Francesco Rosi est par excellence le réalisateur engagé du cinéma italien. Il n’a pas son pareil pour décrire de façon acérée voire chirurgicale la corruption qui gangrène la société transalpine , que ce soit au travers de sa mafia ou de sa classe politique. Les « Trois frères » marque une pause dans la démarche habituelle de Rosi. Le contexte politique est toujours bien présent avec les tensions terroristes qui empoisonnent ces années 70, mais le metteur en scène se veut plus intimiste via les retrouvailles de trois frères pour le décès de leur mère. Trois frères, trois villes pour trois destins différents. Le parcours des trois hommes est le reflet de tous les maux qui frappent une Italie en plein renouveau économique, renouveau qui accentue le fossé existant entre le Nord et le Sud. A Rome, le juge impliqué voit sa vie menacée à cause de sa lutte contre la corruption. A Naples, l’éducateur idéaliste tente de redonner une trajectoire de vie à des jeunes délinquants exclus du système. Enfin à Florence le syndicaliste rebelle est en proie au durcissement des mœurs patronales. Ce bref retour aux sources auprès du patriarche joué par un magistral Charles Vanel de 90 ans n’éloignera pas les préoccupations des trois frères retrouvés pour un instant. Lors d’une scène onirique, Rosi met en scène les rêves ou cauchemars de chacun, les ramènant au quotidien qui les attend aussitôt partis de la demeure familiale. C’est un film doux amer sur la nostalgie, le déracinement et le temps qui passe. Un registre inhabituel pour Rosi dans lequel il n’évite pas quelques maladresses mais qui lui tenait certainement à cœur à cause des éléments biographiques dont il a parsemé le scénario.

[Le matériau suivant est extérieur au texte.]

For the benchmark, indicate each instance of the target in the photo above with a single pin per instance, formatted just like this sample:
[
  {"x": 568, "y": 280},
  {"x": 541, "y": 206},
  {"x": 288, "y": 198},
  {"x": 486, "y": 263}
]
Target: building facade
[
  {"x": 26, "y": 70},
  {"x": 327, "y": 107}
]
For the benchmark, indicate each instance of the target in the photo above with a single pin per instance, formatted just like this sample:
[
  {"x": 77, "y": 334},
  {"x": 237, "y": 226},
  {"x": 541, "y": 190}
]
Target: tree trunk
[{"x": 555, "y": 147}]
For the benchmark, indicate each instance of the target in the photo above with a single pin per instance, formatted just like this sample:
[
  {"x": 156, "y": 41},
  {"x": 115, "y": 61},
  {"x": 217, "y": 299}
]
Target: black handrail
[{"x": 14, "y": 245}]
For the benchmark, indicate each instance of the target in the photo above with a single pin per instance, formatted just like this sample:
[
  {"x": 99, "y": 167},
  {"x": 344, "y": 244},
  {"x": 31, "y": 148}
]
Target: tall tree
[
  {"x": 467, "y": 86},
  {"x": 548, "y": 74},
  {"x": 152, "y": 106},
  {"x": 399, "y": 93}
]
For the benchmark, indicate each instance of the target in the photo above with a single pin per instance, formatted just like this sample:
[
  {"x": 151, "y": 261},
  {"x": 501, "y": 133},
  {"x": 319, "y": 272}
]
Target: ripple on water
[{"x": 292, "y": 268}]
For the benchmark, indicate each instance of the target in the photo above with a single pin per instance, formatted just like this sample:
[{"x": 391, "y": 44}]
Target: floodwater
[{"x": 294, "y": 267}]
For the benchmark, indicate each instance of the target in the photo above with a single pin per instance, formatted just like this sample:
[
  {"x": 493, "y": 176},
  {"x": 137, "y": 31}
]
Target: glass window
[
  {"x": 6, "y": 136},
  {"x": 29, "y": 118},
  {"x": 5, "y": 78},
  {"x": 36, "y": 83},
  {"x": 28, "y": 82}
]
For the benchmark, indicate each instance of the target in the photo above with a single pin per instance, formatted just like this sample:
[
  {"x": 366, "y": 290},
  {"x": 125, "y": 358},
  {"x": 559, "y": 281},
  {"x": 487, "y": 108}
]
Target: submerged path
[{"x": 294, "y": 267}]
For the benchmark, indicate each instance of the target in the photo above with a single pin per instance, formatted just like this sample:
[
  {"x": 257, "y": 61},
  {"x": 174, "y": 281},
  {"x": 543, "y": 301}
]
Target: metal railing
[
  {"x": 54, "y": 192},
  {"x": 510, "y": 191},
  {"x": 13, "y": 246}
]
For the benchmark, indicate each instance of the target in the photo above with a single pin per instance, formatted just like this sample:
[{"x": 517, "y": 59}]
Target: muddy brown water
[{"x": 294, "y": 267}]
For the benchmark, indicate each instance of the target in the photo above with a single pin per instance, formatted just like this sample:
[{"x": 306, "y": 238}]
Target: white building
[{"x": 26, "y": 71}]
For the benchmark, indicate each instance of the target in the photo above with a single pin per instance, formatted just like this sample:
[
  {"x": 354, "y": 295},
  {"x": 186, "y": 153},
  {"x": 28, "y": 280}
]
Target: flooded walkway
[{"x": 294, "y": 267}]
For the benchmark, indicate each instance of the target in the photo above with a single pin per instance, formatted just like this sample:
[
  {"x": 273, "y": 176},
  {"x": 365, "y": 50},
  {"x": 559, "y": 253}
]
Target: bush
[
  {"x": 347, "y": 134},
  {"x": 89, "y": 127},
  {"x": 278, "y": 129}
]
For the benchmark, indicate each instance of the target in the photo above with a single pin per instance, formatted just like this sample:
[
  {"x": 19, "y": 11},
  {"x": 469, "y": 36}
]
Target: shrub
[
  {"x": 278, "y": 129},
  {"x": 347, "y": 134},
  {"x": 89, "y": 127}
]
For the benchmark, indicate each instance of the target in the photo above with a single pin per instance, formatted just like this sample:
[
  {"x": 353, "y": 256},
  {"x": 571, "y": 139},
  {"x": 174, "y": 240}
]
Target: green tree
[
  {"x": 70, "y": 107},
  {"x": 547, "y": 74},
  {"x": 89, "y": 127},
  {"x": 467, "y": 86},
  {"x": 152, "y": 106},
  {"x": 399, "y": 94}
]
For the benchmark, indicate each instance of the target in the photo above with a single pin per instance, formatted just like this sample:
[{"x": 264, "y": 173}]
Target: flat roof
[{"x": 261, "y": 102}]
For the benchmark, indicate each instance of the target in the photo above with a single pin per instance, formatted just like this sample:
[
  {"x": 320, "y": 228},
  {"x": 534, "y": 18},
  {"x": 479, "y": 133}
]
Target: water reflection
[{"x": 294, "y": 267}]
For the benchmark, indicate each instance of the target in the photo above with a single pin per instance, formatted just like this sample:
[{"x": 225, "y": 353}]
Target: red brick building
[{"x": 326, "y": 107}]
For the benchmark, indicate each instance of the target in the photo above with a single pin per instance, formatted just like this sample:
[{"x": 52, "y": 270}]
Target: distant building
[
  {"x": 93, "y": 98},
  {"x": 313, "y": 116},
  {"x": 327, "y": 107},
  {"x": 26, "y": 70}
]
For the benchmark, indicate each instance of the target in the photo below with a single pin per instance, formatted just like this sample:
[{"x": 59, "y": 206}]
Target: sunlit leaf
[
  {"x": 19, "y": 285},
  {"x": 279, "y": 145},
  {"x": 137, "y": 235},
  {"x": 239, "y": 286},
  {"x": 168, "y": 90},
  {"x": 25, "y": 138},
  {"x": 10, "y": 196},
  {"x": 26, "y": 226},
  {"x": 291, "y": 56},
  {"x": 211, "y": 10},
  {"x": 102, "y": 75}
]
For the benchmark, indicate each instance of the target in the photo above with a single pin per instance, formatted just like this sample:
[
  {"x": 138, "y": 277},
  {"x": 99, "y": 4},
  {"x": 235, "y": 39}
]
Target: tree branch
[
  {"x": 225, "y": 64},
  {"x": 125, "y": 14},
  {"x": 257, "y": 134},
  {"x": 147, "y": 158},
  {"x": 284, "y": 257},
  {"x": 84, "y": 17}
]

Il y a beaucoup de choses dans Trois Frères : le Nord, le Sud, l'Italie traditionnelle et moderne, les responsabilités d'un juge, celles d'un père, et les idées de chacun qui s'enchemêlent, articulées autour de retrouvailles longtemps après que chacun a commencé de suivre une voie qui lui était propre.
Je ne suis pas contre le fait qu'on pose beaucoup de questions sans toujours donner la réponse, et Rosi a déjà fait réfléchir le spectateur par le passé, mais ici c'est trop. Les métaphores sont grossières, le bouillonnement social montré sans élégance. Un storyboard maladroit rend difficile de connecter chaque scène à l’argument qu’elle développe, et c’est assez dense pour qu’on finisse par se sentir livré à nous-mêmes.
C’est film facile à défendre car il parle d'un chaos ambiant de manière chaotique, et il y a au moins une certaine cohérence là-dedans. Mais on sort échaudé de ce bain désorganisé de faits de société.